With a small change made in October as part of the IMF’s emergency financing program known as the Food Shock Window, the situation shifted slightly. By the end of 2022, Ukraine will have received $2.7 billion in aid from the IMF and paid it $2.4 billion, accumulating in the process another $300 million in debt. In comparison to the IMF, other creditors did Ukraine a kindness and granted the country in August—five months after the war began and its treasury was bled white—a two-year freeze on its Eurobond payments.
Europe’s welcome mat for Ukraine’s 7.9 million refugees is now also being rolled up. The UK’s Homes for Ukraine program is in total crisis, and 14,000 Ukrainians are facing homelessness by Christmas because the government has refused to provide either public housing or adequate aid to British host families.
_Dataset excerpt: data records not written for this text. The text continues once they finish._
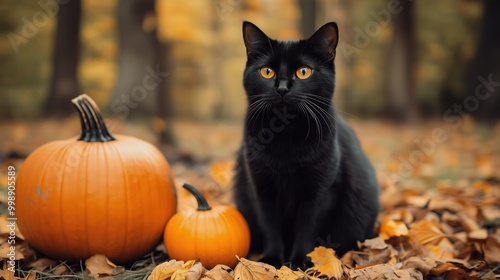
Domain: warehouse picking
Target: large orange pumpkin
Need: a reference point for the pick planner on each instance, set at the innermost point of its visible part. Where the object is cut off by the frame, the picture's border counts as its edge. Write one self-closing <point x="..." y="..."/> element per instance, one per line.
<point x="212" y="235"/>
<point x="96" y="194"/>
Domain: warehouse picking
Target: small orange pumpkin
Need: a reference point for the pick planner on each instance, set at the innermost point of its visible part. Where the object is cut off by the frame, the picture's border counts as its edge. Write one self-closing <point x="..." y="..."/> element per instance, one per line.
<point x="212" y="235"/>
<point x="98" y="194"/>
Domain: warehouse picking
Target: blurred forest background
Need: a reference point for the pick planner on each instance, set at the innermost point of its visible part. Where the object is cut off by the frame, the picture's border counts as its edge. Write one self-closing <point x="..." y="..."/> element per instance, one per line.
<point x="406" y="62"/>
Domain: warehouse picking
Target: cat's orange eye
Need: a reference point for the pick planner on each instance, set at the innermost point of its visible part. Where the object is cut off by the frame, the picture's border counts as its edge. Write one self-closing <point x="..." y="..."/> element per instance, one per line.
<point x="267" y="72"/>
<point x="303" y="72"/>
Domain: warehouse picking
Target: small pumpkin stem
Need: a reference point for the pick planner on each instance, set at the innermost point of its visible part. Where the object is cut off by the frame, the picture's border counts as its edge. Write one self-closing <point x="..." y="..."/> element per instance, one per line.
<point x="202" y="202"/>
<point x="93" y="126"/>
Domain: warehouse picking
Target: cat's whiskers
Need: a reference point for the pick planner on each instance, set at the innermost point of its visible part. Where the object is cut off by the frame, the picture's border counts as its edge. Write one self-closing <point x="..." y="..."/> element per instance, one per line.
<point x="301" y="108"/>
<point x="316" y="120"/>
<point x="254" y="111"/>
<point x="325" y="115"/>
<point x="328" y="102"/>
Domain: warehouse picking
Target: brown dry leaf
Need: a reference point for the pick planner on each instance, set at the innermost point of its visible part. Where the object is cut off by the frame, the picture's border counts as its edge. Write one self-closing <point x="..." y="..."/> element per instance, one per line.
<point x="191" y="270"/>
<point x="390" y="228"/>
<point x="285" y="273"/>
<point x="375" y="243"/>
<point x="5" y="249"/>
<point x="250" y="270"/>
<point x="375" y="251"/>
<point x="42" y="264"/>
<point x="326" y="263"/>
<point x="426" y="232"/>
<point x="491" y="249"/>
<point x="31" y="276"/>
<point x="384" y="271"/>
<point x="423" y="265"/>
<point x="165" y="270"/>
<point x="100" y="266"/>
<point x="59" y="270"/>
<point x="459" y="274"/>
<point x="442" y="268"/>
<point x="490" y="213"/>
<point x="7" y="274"/>
<point x="219" y="272"/>
<point x="222" y="172"/>
<point x="468" y="223"/>
<point x="478" y="235"/>
<point x="447" y="203"/>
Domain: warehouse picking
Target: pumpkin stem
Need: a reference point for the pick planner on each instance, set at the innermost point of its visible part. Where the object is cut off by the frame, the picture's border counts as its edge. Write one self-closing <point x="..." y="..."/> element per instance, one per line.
<point x="202" y="202"/>
<point x="93" y="126"/>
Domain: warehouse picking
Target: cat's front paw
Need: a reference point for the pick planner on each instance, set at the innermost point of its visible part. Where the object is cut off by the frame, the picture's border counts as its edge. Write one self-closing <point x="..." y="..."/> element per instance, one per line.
<point x="275" y="261"/>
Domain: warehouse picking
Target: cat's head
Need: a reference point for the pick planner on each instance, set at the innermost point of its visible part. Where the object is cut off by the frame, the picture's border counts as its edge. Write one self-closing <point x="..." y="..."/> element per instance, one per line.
<point x="297" y="74"/>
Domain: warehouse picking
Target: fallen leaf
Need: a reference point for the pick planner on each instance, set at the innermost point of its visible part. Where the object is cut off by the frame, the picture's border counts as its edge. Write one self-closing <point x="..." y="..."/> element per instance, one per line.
<point x="326" y="263"/>
<point x="191" y="270"/>
<point x="6" y="273"/>
<point x="219" y="272"/>
<point x="285" y="273"/>
<point x="459" y="274"/>
<point x="478" y="235"/>
<point x="386" y="272"/>
<point x="375" y="243"/>
<point x="100" y="266"/>
<point x="31" y="276"/>
<point x="5" y="249"/>
<point x="390" y="228"/>
<point x="491" y="250"/>
<point x="42" y="264"/>
<point x="165" y="270"/>
<point x="423" y="265"/>
<point x="250" y="270"/>
<point x="442" y="268"/>
<point x="59" y="270"/>
<point x="222" y="172"/>
<point x="426" y="232"/>
<point x="468" y="223"/>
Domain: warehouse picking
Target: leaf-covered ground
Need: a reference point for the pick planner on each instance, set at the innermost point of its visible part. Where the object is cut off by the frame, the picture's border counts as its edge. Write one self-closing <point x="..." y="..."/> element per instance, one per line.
<point x="440" y="195"/>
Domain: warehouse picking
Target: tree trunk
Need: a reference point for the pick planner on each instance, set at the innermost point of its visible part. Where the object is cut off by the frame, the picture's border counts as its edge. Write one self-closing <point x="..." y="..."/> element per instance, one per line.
<point x="137" y="89"/>
<point x="64" y="85"/>
<point x="485" y="72"/>
<point x="402" y="102"/>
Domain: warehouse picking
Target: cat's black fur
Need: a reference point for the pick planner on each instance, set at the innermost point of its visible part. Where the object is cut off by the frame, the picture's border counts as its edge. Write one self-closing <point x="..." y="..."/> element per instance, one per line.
<point x="301" y="179"/>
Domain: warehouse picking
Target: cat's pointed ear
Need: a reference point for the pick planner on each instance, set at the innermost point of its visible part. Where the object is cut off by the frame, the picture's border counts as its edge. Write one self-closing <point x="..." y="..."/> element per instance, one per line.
<point x="255" y="40"/>
<point x="325" y="40"/>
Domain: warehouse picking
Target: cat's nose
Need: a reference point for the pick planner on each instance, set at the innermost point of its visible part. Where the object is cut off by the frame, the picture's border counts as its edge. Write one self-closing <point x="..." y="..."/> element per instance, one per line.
<point x="282" y="87"/>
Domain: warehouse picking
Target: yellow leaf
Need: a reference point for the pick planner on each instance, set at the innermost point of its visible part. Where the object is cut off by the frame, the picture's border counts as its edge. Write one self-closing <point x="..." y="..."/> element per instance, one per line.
<point x="325" y="262"/>
<point x="43" y="263"/>
<point x="390" y="228"/>
<point x="191" y="270"/>
<point x="250" y="270"/>
<point x="285" y="273"/>
<point x="165" y="270"/>
<point x="426" y="232"/>
<point x="491" y="249"/>
<point x="219" y="272"/>
<point x="100" y="266"/>
<point x="6" y="273"/>
<point x="222" y="172"/>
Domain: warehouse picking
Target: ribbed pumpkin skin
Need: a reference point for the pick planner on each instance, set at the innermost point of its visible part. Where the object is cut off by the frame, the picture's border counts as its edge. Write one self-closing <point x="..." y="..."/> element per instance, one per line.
<point x="76" y="199"/>
<point x="213" y="236"/>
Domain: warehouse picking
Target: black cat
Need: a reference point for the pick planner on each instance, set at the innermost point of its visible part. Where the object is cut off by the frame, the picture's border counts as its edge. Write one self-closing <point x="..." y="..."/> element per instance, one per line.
<point x="301" y="179"/>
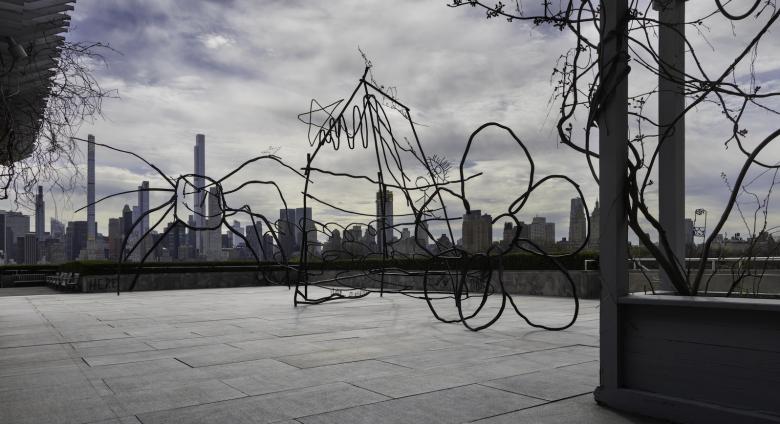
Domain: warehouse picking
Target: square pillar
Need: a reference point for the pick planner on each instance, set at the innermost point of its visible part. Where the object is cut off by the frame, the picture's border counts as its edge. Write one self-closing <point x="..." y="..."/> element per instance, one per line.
<point x="613" y="170"/>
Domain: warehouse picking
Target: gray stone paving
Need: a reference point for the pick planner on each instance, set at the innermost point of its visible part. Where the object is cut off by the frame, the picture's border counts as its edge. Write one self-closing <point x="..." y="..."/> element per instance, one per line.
<point x="246" y="355"/>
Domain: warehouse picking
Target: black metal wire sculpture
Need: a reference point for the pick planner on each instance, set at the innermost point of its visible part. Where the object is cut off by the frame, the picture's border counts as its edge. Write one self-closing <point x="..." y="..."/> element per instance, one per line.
<point x="444" y="273"/>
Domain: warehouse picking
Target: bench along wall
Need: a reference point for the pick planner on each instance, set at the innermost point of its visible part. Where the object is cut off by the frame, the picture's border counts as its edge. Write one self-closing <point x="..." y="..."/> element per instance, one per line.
<point x="537" y="283"/>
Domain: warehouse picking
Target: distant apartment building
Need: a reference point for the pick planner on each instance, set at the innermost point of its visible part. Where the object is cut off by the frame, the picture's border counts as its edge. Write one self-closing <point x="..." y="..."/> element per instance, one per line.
<point x="541" y="232"/>
<point x="384" y="220"/>
<point x="595" y="225"/>
<point x="477" y="231"/>
<point x="40" y="215"/>
<point x="578" y="225"/>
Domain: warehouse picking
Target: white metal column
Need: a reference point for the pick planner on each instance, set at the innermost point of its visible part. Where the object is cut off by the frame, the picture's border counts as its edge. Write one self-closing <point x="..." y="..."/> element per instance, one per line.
<point x="613" y="165"/>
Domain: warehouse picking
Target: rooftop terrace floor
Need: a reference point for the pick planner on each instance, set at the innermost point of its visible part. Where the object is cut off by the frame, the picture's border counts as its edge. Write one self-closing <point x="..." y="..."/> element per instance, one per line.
<point x="246" y="355"/>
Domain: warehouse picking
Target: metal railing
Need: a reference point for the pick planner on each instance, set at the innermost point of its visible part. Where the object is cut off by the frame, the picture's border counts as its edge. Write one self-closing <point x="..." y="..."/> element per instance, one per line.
<point x="638" y="263"/>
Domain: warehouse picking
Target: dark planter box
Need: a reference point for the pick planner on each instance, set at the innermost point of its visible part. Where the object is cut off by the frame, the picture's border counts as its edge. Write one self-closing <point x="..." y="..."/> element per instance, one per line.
<point x="697" y="359"/>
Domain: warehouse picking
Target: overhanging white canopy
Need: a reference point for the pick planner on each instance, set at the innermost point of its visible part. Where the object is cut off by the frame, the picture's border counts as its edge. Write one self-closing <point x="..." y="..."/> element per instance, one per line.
<point x="25" y="75"/>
Already, nearly 3,000 refugees, overwhelmingly women and children, are without shelter.
Local officials across Germany are telling the federal government that they no longer have either the facilities or the financial resources to sustain current refugees, much less take more. In Berlin, a tent city near the airport was erected for 3,600 refugees, with little prospect of any sort of permanent housing being provided.
Belgian officials are turning away Ukrainian refugees seeking help with housing. Poland is now charging those staying in government-sponsored facilities for more than four months a daily housing rate. Estonia, uniquely distinguished for its anti-Russian, war-crazed government, declared Tuesday it will not accept any more Ukrainian refugees.
Latvia is imposing a language requirement on those arriving in the country, which as one immigrant advocate pointed out, will simply be used as a means to discriminate against Ukrainians who, despite their desire, cannot learn Latvian because language courses are nowhere to be found.
Hundreds of thousands of Ukrainians are expected to seek entry into Europe during the winter. In addition to telling those currently outside the country not to return, authorities in Ukraine are encouraging those still in the country to leave due to the energy crisis. “If they can find an alternative place to stay for another three or four months, it will be very helpful to the system,” said the chief executive of Ukraine’s largest power supplier, Maxim Timchenko in November.